Advertisement

Brit Lawmakers Take Issue With ‘Name of Father’ : Movies: Jim Sheridan’s film about the Guildford Four receives a special screening at the House of Commons. It gets mixed reviews, with most criticizing its accuracy.

Share
SPECIAL TO THE TIMES

As advance screenings of major movies go, it wasn’t exactly conventional. Only 5% of those invited showed up, and the film was temporarily halted halfway through because the audience had other important business to attend to.

Yet the special screening this week for British lawmakers of Jim Sheridan’s film “In the Name of the Father,” held in Committee Room 20 at the seat of Britain’s Parliament--Westminster’s House of Commons--was widely judged a success.

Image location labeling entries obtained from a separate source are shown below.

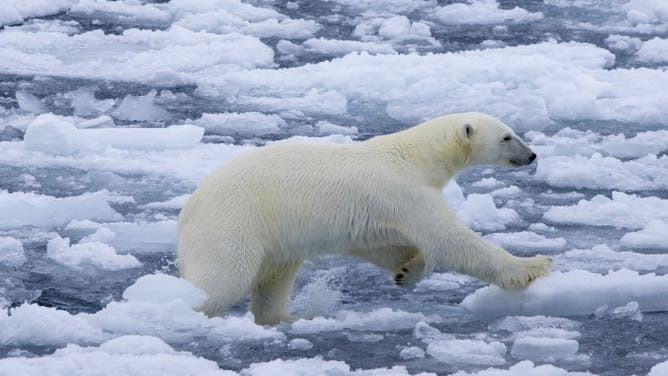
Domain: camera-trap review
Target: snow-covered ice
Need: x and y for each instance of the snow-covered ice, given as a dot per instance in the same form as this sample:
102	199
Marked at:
112	112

The film, starring Daniel Day-Lewis, is about Gerry Conlon, one of the Guildford Four--three Irishmen and a woman convicted of planting a bomb in a pub in 1974 that killed five and injured 64. Their convictions were overturned after appeals, by which time they had been in jail for 15 years.

Advertisement

“In the Name of the Father” opens here next Friday, as British politicians are wrestling with the prospect of a peace accord over the future of Northern Ireland, and debating whether to negotiate with the Irish Republican Army, which admits numerous terrorist acts over the past 25 years.

The screening was organized by New Consensus, a Parliamentary caucus of lawmakers from various parties. Later, opposition Labour MP Harry Barnes, joint president of the caucus, gave “In the Name of the Father” a mixed reception.

“If art could be divorced from life, which it can’t,” said Barnes, “this film would be artistically and dramatically brilliant. In turning reality into drama, some license is inevitable. However, this stunning and well-acted film rather oversimplifies and cuts too many corners. Unintentionally it hides important parts of the history of a terrible miscarriage of justice that happened to the Guildford Four . . . the film is superb but flawed.”

Barnes added that Conlon’s alibi for the night of the Guildford bombings was actually revealed by a police inquiry, and that the film failed to show the efforts of British MPs in righting the wrong against the Four. “These points illustrate that the legal system is not entirely vicious, corrupt and anti-Irish,” he said.

*

Conservative MP Peter Bottomley, another joint president of New Consensus, said: “People I spoke to afterward were glad they had seen it.” Some members of his party thought Sheridan had given a false account of how Irish Republican prisoners were treated. But, said Bottomley, others might modify their attitudes slightly toward Northern Ireland because of the film.

Some 35 lawmakers, of a possible 650, attended the screening; while that sounds like a low figure, New Consensus chair Gary Kent described it as “a high attendance for a special-interest event.” The MPs were joined by peace activists, peers from the House of Lords and a police representative.

Advertisement

The film was halted halfway through, as lawmakers were called to the Commons chamber to vote on a crucial finance bill. After it finally ended, Sheridan took questions, defending the film against charges of inaccuracy.

Later, Sheridan called the screening “a useful exercise. I think some MPs were shocked by the film,” he said. He responded to those who wondered if the film’s inaccuracies (like the fact that Conlon and his father never shared a jail cell) did not strengthen the case against the Guildford Four. “But there is no case against the Four,” he said. “I started with the presumption they were innocent.”

While it remains to be seen how the British moviegoing public will receive the film, the media have already weighed in--mostly negatively. Sheridan personally has felt some heat: “One or two journalists have been a bit nasty,” he said, “but I think they felt they had to be.” On BBC Radio’s influential talk show “Start the Week,” for example, questions directed at Sheridan were tough but not hostile.

But an article in the current Spectator magazine lambastes the film. Its author, Alasdair Palmer, who has worked on several TV docudramas, writes: “For the majority of people who will leave the cinema thinking they have seen a shocking true story, the film is not so much a failure as a fraud. The whole attempt to make any kind of political statement is fatally compromised by the blatant falsehoods it contains. For most of the people who see it--and they will be Americans--this will be the only version they know.”